Many in our fair land tend to spend the first five minutes gauging which political camp they think you fall within and then, based on that presupposition, they will elect whether to hear you out or not or just repeat their own broken record of manifestos from behind a three-course thick wall of prejudice.

Growth is minimal, mud coverage maximal and I literally have no water of care left to wash it all away with. What I’m trying to say is what is going to follow this long-winded, tiring introduction has absolutely nothing to do with politics. And when I say nothing, I truly do mean nothing at all.

The last couple of weeks have brought with them a flurry of allegations against the Leader of the Opposition, and while I am not here to go into the merits of their veracity, there is something that I want to tackle which surfaced when the allegations were made public: the culture of expected silence surrounding domestic violence.

When you exert yourself physically on another person, male or female, you do not only destroy them physically but mentally too

We all have loud familial disputes; we are nothing if not a volatile people prone to big hand gestures and even bigger swear words, but what I cannot and will not allow is for this code of omertà to be applied to domestic abuse.

When you exert yourself physically on another person, male or female, you do not only destroy them physically but mentally too. You destroy their self-confidence, you breed a culture of fear and anxiety, you wound their very core. It should go without saying that such things should be publically condemned, yet if the comments sections on our online news portals are to be believed, many people are more than happy to look the other way and pretend that they haven’t heard the blood-curdling screams of their next-door neighbour, while publicly maintaining that ‘what happens in the family stays in the family’.

What they fail to recognise is that by washing their hands of the knowledge of violence, they are implicitly taking part in the degradation and pain of the wounded party. No one ever thinks that it wasn’t Pontius Pilate that condemned Jesus to death just because he didn’t sentence him himself.

In 2018 alone, there were 886 cases of domestic violence reported, which translated into around four reports to the police being made each day. These are the numbers which were actually reported; heaven knows how many are crying silently behind locked doors, unable or afraid to confide their pain and oftentimes shame to their nearest and dearest and to the competent authorities.

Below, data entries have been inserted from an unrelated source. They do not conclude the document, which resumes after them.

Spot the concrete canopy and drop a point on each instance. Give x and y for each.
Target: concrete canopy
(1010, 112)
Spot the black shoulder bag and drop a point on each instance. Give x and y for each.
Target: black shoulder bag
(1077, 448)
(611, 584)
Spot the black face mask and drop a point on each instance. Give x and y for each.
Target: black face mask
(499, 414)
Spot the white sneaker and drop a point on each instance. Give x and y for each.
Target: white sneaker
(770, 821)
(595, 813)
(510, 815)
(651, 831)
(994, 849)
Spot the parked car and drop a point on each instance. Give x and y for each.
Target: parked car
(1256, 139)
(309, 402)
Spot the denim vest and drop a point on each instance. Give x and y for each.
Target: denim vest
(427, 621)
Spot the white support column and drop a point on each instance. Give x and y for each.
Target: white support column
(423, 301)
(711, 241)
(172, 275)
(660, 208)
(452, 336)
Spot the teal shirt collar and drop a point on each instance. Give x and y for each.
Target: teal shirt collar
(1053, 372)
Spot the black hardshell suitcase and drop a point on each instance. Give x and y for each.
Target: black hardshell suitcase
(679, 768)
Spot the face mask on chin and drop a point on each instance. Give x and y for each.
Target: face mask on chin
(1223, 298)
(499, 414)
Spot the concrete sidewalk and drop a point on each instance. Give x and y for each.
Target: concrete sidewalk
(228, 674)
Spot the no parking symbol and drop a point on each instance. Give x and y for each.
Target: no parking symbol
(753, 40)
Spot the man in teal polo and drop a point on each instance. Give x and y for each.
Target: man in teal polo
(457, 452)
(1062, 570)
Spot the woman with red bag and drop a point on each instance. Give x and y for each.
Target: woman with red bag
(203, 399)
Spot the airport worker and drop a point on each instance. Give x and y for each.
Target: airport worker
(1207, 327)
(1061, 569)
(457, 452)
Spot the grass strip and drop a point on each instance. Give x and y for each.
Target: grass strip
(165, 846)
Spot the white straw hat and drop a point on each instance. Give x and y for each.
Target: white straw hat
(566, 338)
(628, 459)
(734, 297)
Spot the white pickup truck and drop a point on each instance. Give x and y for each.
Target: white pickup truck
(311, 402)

We cannot continue to allow this. If someone is a victim of domestic violence they should be able to feel like they have society’s love, empathy and protection; there is simply no excuse for us to continue to enable this culture of pain, secrecy and shame. No one is anyone else’s property. No one needs to be controlled or be “put in their place” and absolutely no one should be excusing such behaviour or telling people to go back home and make up with their abuser in the bedroom (something I have actually heard being said to a victim of domestic violence).

When one of us is wounded, we are all wounded and when you make someone’s daughter, sister or mother feel like she doesn’t have the right to speak out about her pain, you continue to enable the abuser’s abuse. We can do so, so much better than this.